HBsu-xFP Fusion

Purpose and Justification

Bacillus subtilis contains HBsu, a non-specific DNA binding protein which is a homologue to eukaryotic histones. This protein is encoded by the gene hbs gene which is 263bp in length and involved not only in DNA binding but also SRP, DNA repair, HR, and pre-secretory protein translocation [http://www.ncbi.nlm.nih.gov/pubmed/10224127 (Kouji, et al., 1999)]. It binds to DNA by forming homodimer.

We conjugated the hbs gene with red fluorescent protein (RFP/GFP) in order to fluorescently tag the bacterial chromosome. We produced [http://parts.igem.org/Part:BBa_K1185001 BBa_K1185001] which codes for a HBsu-sfGFP conjugate and [http://parts.igem.org/Part:BBa_K1185002 BBa_K1185002] coding for a HBsu-RFP conjugate. Each bacterium was transformed with only one or the other. The expression of these BioBricks was regulated through an IPTG induce promoter (Pspac).
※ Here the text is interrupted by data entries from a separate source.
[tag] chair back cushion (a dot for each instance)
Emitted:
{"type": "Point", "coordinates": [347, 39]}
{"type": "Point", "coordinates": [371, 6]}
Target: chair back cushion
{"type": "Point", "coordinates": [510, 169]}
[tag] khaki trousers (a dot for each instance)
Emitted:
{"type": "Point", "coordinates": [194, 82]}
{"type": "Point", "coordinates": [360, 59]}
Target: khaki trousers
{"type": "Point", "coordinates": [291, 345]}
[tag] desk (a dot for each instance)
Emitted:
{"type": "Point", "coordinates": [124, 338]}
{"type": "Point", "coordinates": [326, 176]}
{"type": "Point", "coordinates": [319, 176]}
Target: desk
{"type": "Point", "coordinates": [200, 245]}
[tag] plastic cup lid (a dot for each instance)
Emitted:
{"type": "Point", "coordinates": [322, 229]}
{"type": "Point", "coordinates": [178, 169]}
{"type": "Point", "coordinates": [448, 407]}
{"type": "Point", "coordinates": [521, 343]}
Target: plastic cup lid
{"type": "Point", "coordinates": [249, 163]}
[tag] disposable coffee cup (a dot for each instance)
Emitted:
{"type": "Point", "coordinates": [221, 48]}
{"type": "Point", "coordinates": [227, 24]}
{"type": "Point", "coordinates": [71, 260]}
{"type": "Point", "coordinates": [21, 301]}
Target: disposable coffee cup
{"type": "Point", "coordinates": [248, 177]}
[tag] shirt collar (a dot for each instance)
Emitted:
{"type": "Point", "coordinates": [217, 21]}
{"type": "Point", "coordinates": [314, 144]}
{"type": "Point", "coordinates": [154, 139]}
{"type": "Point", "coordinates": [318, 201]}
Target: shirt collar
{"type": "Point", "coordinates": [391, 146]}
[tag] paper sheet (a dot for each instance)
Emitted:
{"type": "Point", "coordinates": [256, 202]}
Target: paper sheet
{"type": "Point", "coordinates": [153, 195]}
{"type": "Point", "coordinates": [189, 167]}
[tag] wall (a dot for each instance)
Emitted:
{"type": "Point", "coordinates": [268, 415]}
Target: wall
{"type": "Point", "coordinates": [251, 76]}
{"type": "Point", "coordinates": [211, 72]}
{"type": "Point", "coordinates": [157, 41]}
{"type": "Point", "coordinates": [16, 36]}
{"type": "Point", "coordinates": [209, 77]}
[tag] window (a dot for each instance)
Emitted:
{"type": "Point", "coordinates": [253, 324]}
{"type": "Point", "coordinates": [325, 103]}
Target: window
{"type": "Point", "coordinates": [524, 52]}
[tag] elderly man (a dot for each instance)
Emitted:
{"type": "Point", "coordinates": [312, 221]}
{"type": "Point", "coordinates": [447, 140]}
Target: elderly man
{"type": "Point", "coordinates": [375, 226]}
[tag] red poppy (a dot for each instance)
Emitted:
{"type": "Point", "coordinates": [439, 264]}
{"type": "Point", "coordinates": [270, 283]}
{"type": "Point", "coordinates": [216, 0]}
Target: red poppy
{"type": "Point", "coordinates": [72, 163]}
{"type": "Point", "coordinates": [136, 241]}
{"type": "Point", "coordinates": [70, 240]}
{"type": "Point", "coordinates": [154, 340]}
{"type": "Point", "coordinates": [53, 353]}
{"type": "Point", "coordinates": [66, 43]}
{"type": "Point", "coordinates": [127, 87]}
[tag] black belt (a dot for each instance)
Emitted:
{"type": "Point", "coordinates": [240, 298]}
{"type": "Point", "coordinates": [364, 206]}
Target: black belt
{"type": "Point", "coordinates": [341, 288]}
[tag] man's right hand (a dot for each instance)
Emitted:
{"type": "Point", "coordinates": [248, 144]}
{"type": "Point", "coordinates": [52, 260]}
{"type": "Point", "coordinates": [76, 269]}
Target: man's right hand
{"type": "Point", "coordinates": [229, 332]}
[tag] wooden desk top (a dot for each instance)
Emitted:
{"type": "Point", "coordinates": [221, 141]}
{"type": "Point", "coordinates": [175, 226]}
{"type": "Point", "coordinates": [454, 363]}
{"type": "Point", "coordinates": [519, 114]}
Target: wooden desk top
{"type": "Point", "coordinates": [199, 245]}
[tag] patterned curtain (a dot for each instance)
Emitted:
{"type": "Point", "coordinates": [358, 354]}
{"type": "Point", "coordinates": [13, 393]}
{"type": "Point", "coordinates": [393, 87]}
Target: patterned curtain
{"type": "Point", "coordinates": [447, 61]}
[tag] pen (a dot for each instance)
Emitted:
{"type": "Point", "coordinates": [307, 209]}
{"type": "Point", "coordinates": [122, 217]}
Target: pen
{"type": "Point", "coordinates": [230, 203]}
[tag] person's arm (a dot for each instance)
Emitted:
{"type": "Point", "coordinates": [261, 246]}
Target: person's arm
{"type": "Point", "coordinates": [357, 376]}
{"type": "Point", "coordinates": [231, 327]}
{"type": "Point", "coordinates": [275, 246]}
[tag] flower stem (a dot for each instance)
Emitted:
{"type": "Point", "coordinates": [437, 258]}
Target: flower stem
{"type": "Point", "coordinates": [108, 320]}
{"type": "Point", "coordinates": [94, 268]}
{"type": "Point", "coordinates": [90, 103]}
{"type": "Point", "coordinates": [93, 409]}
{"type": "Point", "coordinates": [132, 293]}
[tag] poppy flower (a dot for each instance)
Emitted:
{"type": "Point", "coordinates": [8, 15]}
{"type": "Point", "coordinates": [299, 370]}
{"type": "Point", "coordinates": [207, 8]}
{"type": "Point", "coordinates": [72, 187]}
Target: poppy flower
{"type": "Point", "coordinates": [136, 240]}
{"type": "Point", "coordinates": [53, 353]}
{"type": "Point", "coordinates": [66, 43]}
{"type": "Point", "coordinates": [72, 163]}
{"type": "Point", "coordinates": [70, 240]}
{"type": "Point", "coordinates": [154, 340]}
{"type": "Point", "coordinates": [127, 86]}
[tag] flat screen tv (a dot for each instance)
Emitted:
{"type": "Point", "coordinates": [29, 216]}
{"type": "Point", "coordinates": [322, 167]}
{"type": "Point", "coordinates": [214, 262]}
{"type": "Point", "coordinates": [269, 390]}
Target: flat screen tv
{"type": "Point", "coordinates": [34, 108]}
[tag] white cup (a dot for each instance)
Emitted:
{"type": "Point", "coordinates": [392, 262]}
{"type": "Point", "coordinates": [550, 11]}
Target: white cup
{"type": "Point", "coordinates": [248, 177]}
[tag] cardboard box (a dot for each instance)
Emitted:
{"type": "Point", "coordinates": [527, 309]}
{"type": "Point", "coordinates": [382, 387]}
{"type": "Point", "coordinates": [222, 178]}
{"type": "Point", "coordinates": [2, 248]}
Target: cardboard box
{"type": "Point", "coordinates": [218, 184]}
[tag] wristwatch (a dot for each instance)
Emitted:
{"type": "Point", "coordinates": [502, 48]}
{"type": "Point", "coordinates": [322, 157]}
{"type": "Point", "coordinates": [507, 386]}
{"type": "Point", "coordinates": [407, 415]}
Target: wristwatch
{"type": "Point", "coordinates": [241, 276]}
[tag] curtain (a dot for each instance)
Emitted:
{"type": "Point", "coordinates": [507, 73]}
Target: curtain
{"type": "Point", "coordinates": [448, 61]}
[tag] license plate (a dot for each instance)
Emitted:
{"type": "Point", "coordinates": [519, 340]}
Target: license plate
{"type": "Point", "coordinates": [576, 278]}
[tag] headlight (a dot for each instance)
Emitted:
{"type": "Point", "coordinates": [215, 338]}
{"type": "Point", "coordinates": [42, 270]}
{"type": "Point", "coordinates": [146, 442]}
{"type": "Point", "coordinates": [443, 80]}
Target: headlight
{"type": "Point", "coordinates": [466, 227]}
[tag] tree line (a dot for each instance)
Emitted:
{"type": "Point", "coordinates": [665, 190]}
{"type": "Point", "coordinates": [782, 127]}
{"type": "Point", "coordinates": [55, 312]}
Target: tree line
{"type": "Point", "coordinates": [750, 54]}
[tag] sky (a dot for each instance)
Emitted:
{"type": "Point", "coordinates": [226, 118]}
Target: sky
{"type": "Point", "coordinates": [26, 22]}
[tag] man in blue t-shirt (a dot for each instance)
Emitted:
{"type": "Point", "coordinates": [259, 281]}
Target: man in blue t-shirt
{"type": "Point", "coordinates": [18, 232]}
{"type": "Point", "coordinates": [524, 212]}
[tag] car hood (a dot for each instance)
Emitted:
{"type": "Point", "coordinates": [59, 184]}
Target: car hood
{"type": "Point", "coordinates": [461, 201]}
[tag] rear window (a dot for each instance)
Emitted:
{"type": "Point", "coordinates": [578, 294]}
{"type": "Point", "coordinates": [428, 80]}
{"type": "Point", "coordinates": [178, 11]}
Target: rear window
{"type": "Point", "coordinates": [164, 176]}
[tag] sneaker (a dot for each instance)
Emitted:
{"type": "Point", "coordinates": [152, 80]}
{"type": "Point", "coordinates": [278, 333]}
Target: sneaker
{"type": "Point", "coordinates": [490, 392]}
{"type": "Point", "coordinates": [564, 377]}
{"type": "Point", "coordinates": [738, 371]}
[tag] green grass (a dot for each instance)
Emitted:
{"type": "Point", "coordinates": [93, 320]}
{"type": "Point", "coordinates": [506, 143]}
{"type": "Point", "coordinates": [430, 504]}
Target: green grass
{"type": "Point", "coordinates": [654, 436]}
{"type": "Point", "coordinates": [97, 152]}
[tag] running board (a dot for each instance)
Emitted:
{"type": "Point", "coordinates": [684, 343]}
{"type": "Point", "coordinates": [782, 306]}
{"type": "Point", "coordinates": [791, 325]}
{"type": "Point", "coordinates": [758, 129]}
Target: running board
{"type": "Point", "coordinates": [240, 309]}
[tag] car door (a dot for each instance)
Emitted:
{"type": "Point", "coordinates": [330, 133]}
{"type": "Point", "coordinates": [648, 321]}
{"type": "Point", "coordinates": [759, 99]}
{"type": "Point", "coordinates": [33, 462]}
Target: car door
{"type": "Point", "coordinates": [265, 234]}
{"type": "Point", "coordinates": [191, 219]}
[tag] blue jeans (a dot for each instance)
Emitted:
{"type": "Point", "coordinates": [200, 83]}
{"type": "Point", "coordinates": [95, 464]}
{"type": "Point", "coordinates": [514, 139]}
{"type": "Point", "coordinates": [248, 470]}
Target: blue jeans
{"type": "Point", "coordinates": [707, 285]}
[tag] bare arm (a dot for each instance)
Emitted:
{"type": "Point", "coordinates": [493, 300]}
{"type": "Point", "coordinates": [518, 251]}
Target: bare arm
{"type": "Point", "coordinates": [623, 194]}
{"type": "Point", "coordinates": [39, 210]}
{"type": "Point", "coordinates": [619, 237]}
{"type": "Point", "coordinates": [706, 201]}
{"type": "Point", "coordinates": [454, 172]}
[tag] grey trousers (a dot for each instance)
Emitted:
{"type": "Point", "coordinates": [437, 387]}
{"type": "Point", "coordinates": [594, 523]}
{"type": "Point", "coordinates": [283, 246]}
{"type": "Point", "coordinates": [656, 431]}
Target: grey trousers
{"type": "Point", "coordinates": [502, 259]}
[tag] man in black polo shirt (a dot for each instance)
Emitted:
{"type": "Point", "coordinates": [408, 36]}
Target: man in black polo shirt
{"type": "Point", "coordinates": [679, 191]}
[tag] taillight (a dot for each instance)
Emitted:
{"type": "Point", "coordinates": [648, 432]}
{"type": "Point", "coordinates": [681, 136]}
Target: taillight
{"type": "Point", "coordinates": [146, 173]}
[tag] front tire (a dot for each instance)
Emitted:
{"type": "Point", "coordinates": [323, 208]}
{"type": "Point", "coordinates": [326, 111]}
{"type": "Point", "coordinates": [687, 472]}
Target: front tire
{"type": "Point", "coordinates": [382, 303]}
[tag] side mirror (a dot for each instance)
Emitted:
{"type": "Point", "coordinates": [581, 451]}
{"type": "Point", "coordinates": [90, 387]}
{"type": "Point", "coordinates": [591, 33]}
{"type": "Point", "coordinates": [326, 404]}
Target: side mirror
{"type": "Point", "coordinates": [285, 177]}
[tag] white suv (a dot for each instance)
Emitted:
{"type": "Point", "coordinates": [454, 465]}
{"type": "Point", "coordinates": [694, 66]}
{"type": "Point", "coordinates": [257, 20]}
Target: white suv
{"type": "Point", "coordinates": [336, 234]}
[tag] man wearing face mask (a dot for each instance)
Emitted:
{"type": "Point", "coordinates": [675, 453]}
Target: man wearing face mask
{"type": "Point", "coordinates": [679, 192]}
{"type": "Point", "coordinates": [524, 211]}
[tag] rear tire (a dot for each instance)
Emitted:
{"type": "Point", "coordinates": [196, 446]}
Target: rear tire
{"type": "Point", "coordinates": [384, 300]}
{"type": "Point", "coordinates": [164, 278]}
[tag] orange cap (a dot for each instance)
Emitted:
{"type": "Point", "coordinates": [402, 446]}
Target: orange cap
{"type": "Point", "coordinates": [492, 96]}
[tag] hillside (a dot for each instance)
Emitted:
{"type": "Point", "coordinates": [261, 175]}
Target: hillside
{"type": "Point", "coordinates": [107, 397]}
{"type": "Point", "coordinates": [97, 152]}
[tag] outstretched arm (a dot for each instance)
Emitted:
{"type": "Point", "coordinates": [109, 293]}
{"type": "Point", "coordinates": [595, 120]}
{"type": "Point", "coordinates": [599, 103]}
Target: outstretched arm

We fused one bacteria containing HBsu-RFP and another containing HBsu-sfGFP, and viewed the genomic shuffling via fluorescent microscopy. The formation of a colour mosaic allows us to confidently claim that recombination has occurred. Genomic shuffling has importance as it can be used to evolve and improve a cells phenotype.

Assembly

HBsu-(x)FP

BioBrick encodes a fusion protein HBsu-(x)FP protein by 10 amino acids flexible linker (BBa_K105012).

The first version of the BioBrick have superfolder GFP (BBa_E0040)conjugated to the HBsu.

The second version of the BioBrick have RFP (BBa_E1010) conjugated to the HBsu.

Integration

Testing and Characterisation

References

[http://www.ncbi.nlm.nih.gov/pubmed/10224127 Kouji, N., Shou-ichi, Y., Takao, Y. & Kunio , Y., 1999. Bacillus subtilis Histone-like Protein, HBsu, Is an Integral Component of a SRP-like Particle That Can Bind the Alu Domain of Small Cytoplasmic RNA. The Journal of Biological Chemistry , Volume 274, pp. 13569-13576.]